My memories of those early escapades were fuzzy, like I’d reviewed them so many times that the edges had begun to blur. A lot of my earlier memories were like that, and had been since I’d woken up. I’d been trying to figure out what that meant. Given what Gregory had shown me the night before, I was pretty sure I finally knew.

The memories weren’t fuzzy because the things I remembered happened a long time ago, or because there was a glitch in the process that transferred my consciousness into a freshly cloned body. The memories were fuzzy because the things I remembered never happened at all—not to me, anyway. I was “remembering” an implanted incident extracted from the mind of a dead woman. A certain loss of fidelity was only to be expected.

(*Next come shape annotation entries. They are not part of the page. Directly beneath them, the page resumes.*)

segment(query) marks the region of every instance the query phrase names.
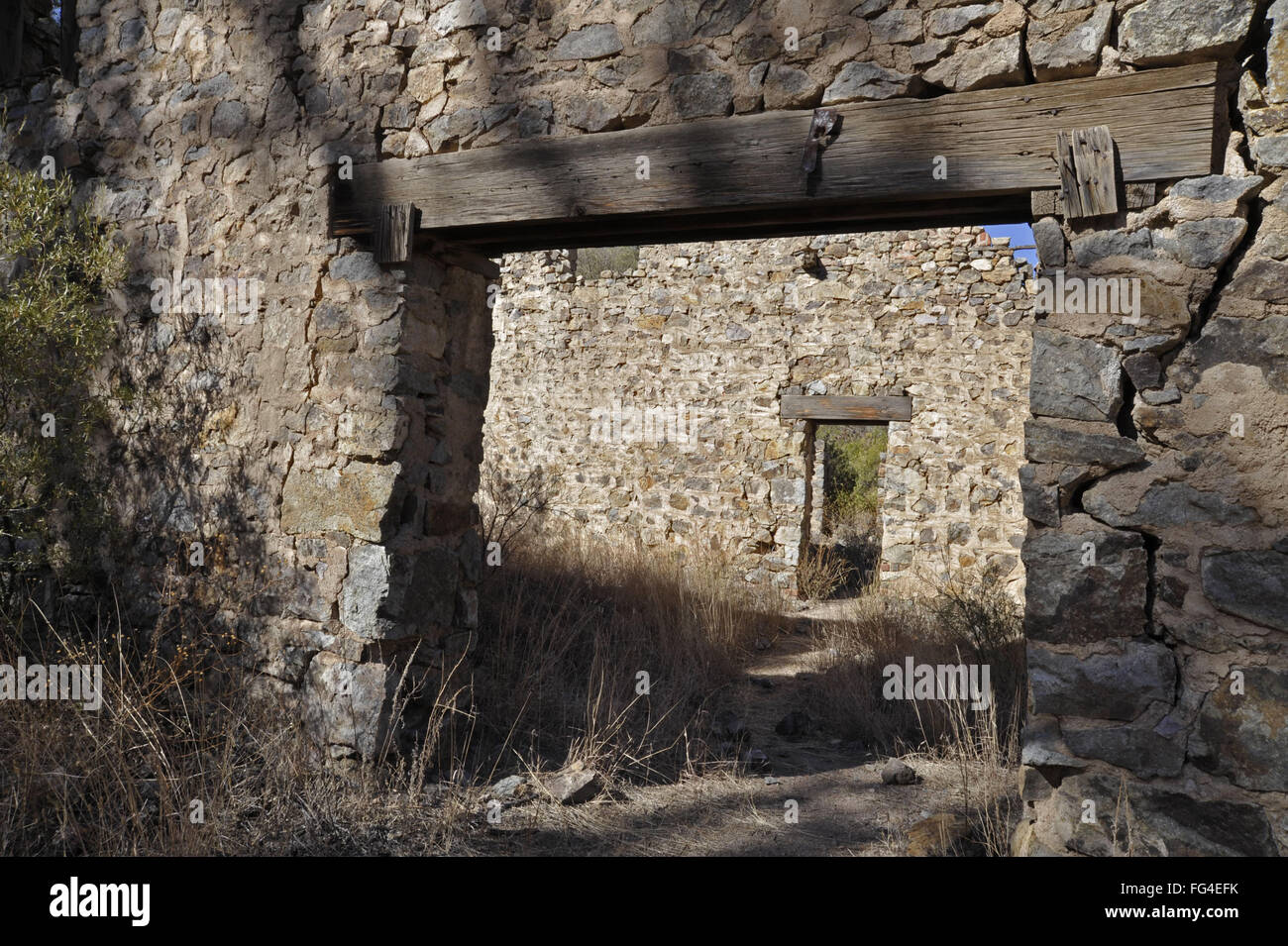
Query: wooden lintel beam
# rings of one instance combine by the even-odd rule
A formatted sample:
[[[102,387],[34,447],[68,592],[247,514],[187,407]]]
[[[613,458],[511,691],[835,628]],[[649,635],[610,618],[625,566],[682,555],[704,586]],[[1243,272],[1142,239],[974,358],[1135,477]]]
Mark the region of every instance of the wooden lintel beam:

Somehow, knowing that I wasn’t really who I thought I was—knowing that Georgia Mason was dead and gone and never coming back—made dealing with Dr. Thomas easier. I don’t like lying. I’ve never liked lying. And when I was myself, I wasn’t any good at it. Now that I was someone else who just thought she was me, it seemed like a skill worth developing. I wasn’t compromising my values. I was creating my values, and compromising the values of a dead woman.

And maybe if I told myself that enough times, I’d convince myself to believe it.

Finally, Dr. Thomas cleared his throat, and said, “Your test results have been good so far. I believe you may be stabilizing.”

“Bully for me.”

“The people who have been monitoring your case remotely are very encouraged. You’re getting high marks.”

After Gregory’s revelation that I was being used as a display model, that announcement made me want to start smashing things. I forced the urge back down, asking coldly, “Will any of these people be coming to see me in person?”

Dr. Thomas smiled, chuckling in practiced amusement. It was so at odds with his generally nervous demeanor that it made me want to slap him and send him to acting classes at the same time. “Vice President Cousins is too busy to come to the CDC for social calls, even when he’s calling on an old friend.”

I sat up a little straighter, old journalistic instincts locking my shoulders tight as his words sunk in. “Vice President? Rick? My Rick? From After the End Times?”